The Differences Between AAA vs. BAA Corporate Bond Yields

The credit ratings of AAA and BAA are the two ends of the ratings spectrum for investment-grade corporate bonds as provided by the Moody's rating agency. The yield difference between bonds with these ratings has historically indicated whether the economy was in a period of recession or expansion.

Credit Ratings

The credit-rating agencies Moody's and Standard & Poor's provide credit ratings on bond issuers and their bonds to give investors an idea of the investment reliability of the bonds, concerning the payment of interest and principal. AAA is the highest bond rating and indicates the safest bonds for investors. Bonds rated below BAA -- BBB from Standard & Poor's -- are considered to be non-investment grade. That makes the BAA rating the lowest investment grade rating.

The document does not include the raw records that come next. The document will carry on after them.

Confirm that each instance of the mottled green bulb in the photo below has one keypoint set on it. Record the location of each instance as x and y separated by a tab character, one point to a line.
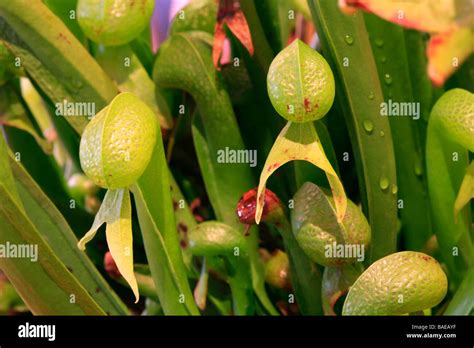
454	115
300	83
117	144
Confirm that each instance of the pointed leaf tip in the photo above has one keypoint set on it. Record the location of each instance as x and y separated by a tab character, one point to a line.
299	141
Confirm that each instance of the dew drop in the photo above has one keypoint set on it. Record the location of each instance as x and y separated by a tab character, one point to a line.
418	166
76	84
368	126
384	183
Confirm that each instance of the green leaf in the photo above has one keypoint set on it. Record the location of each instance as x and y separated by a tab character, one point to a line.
158	226
215	128
446	163
63	9
336	283
44	284
61	239
466	192
389	50
299	141
53	57
13	114
212	238
198	15
132	77
463	302
345	39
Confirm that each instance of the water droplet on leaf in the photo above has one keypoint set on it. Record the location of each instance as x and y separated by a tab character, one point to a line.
384	183
368	126
418	166
378	42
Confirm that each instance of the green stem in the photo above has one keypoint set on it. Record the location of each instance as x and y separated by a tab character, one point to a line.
305	276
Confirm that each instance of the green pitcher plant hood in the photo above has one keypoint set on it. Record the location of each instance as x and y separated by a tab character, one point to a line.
115	149
301	88
397	284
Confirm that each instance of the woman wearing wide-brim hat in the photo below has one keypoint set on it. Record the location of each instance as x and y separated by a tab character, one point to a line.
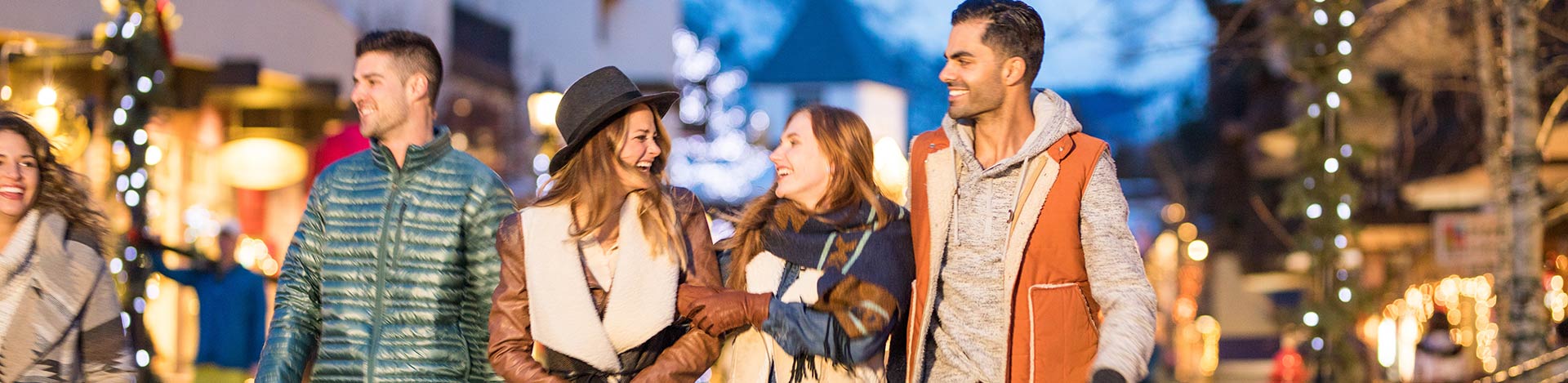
590	270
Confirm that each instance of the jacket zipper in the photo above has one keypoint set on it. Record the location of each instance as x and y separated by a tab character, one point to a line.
386	252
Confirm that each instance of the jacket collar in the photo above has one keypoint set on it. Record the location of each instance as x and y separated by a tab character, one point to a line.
1054	121
417	156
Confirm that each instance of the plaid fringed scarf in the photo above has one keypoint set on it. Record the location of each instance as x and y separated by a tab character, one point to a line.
866	270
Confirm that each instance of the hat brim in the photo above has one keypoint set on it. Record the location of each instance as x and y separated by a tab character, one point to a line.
659	100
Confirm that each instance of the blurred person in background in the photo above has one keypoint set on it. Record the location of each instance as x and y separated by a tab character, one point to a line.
233	308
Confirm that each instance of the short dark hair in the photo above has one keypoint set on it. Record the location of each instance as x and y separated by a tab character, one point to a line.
412	49
1012	29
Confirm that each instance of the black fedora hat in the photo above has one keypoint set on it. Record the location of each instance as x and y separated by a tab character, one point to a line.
593	100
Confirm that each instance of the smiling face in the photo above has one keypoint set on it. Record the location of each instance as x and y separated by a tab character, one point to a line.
20	176
381	93
804	170
973	73
639	145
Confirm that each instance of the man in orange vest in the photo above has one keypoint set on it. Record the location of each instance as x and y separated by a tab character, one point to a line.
1024	264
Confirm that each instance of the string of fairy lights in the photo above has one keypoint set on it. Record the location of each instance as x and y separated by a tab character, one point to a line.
1327	192
137	52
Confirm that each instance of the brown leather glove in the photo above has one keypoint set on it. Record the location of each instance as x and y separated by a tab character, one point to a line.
688	294
729	310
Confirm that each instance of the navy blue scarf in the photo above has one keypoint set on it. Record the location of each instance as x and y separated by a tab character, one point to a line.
849	250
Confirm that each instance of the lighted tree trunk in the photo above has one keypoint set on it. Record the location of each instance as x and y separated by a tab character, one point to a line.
1526	318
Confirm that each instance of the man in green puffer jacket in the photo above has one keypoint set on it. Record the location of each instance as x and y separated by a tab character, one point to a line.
391	272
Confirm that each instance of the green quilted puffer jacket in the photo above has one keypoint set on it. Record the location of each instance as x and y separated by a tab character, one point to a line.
391	272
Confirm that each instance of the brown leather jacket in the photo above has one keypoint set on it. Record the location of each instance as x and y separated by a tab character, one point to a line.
511	347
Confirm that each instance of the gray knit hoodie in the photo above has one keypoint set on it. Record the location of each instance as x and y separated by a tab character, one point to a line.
971	319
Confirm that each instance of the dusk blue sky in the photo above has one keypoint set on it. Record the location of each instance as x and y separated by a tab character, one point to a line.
1150	52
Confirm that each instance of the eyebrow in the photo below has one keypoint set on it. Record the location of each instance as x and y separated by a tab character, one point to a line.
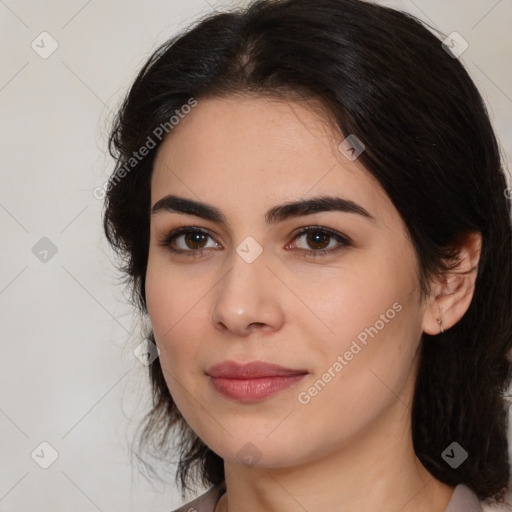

The lower the credit rating, the higher the yield a bond will pay.

Typical Yield Difference

If the economy is expanding at a normal rate, the yield spread between AAA and BAA bonds is usually in a range of 0.8 percent to 1.2 percent. From the start of 1960 through the end of 2010, the average spread between the two corporate bond rates was 1.02 percent. Using the monthly data from the Federal Reserve Bank of St. Louis, the minimum spread for that time period was 0.38 percent and the maximum spread was 3.38 percent.

,Economic Recession

Historically, the yield spread between AAA and BAA bonds widens just before or during an economic recession. This event occurs as investors switch to the safer AAA bonds, pushing down the yield for the higher-rated bonds. The money going into the AAA bonds typically comes out of the lower-rated bonds, so the rate on BAA bonds will increase at the same time. As the economy comes out of the recession, investors will start to have more faith in the economy and more money will flow to lower-rated bonds, narrowing the spread.

Bond Investing Considerations

The range of credit ratings from BAA up to AAA encompasses all investment-grade bonds. Even BAA bonds provide investors with a high degree of safety and the risk of default is low. Investors can look at the current spread between the bonds to determine if there is enough interest premium to justify buying the lower rated bonds or stick with AAA- or AA-rated investments. The St. Louis Federal Reserve Bank website provides historical rate information with daily, weekly and monthly time frames for investors who want to use the rate spread in their investment decisions.